El nacionalismo es una nana. Vive en el mismo sitio que el olor a pan de leche de la madre, que el recuerdo de los muebles gigantes de la casa, que los animalillos estrujados de la infancia. Como las navidades donde la magia se hacía bolitas, como la primera bicicleta que te convertía en policía contra las gallinas, como aquel plumier que parecía un violín destapado, el nacionalismo es esa melancolía de lo perdido, de lo que nunca fue tan grande o tan importante pero hemos decidido imaginarlo así por si nos devuelve el tiempo y los abrazos. Las mañanas que eran el vaho de los armarios, las tardes que eran una trenca colgada, la felicidad que era el salto de una niña, todo eso pensado hacia atrás, guardado en el estuche de las gafas, todo eso pero agrandado y extendido por las plazas y las provincias, exaltado por políticos y batallas, jurado por viejos reyes o dioses, eso es el nacionalismo. A mí mi madre me cantaba algo que decía “A la mar que te vayas, querido Pepe / A la mar que te vayas, yo voy a verte”. Aquello no significaba nada, pero ahí está todo el niño que fui. Sin embargo, ya no me duermo así. Crecer es sobrepasar los recuerdos. Cuando la sociedad no crece y duerme aún con nanas como con un crucifijo, en almohadas sentimentales, bañado en los perfumes de una madre novia, eso es el nacionalismo. Un paso más allá está la locura, pues un loco no es más que un hombre niño. Y en política, la locura se llama fanatismo.

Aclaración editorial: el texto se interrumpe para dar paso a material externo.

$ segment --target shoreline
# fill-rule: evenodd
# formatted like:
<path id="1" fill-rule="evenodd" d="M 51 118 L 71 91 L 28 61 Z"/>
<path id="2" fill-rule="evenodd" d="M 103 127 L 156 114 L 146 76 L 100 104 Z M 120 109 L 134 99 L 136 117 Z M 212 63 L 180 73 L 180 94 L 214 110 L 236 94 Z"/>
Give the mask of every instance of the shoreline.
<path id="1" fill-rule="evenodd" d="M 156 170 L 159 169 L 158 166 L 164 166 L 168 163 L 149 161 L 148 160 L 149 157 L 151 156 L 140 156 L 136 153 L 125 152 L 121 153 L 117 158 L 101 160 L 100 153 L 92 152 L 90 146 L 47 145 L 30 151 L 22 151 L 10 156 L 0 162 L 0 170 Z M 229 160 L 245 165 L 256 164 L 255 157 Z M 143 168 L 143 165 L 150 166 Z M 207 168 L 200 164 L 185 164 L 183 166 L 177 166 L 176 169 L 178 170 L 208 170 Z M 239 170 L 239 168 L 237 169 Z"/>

Un cuento, una canción, la nana de las naciones, el dedo en la boca como el de los niños meados, todo esto defendido por partidos y periodistas. Yo también he leído la entrevista de Sala i Martín a Montilla. Ante el político torpe y sin cintura, cabe el desdén pero no la lástima. Esto es lo que se puede decir de Montilla, incapaz de enfrentarse a un cuestionario hostil. Ante un escolapio del nacionalismo que examina de pureza preguntando por libros infantiles y por el himno de Montserrat, quizá sólo cabe la lástima o el miedo. Un cuento, una canción, el nacionalismo es encontrarse a un señor en postura fetal y dudar entre la vergüenza, el terror y la conmiseración. Yo acababa de volver a ver la maravillosa trilogía sobre la India de Deepa Mehta (Fuego, Tierra y Agua) y quizá por ello me decanté por el terror. En la campaña electoral catalana, yo distribuiría la segunda película, Tierra, más que esos vídeos del tripartito como de cuatreros. Verían una India a punto de ser dividida, con hindúes, musulmanes y sijs que pasan de hermanos a enemigos caníbales, y todo el horror de las identidades, de la tierra como una planicie homogénea de raza, de sangre, de pensamiento, que sólo puede llevar al desastre, a la venganza, a la crueldad y al sufrimiento. Hay un momento en que una turba de musulmanes exige a un hindú que se ha convertido sólo para salvar su vida que recite el Kalma, el Credo del Islam. Eso, o morir. El Kalma o el himno de Montserrat... ¿hay diferencia? La medida de la pureza, la prueba de todos los fanatismos. La locura.

En Andalucía aún no hemos llegado a eso, aunque se afana el PA y las realidades nacionales nos devuelven a la cuna y a los brazos tibios y molineros de una patria que sería inventada como todas. Pero ya hay buenos y malos andaluces según cómo piensen y reciten. Los nacionalismos son una nana. Pero yo no pienso regresar al útero, ni en mi niñez de mapas y camaleones puedo ver más que lo que nunca volveré a ser, ni desearía volver a ser.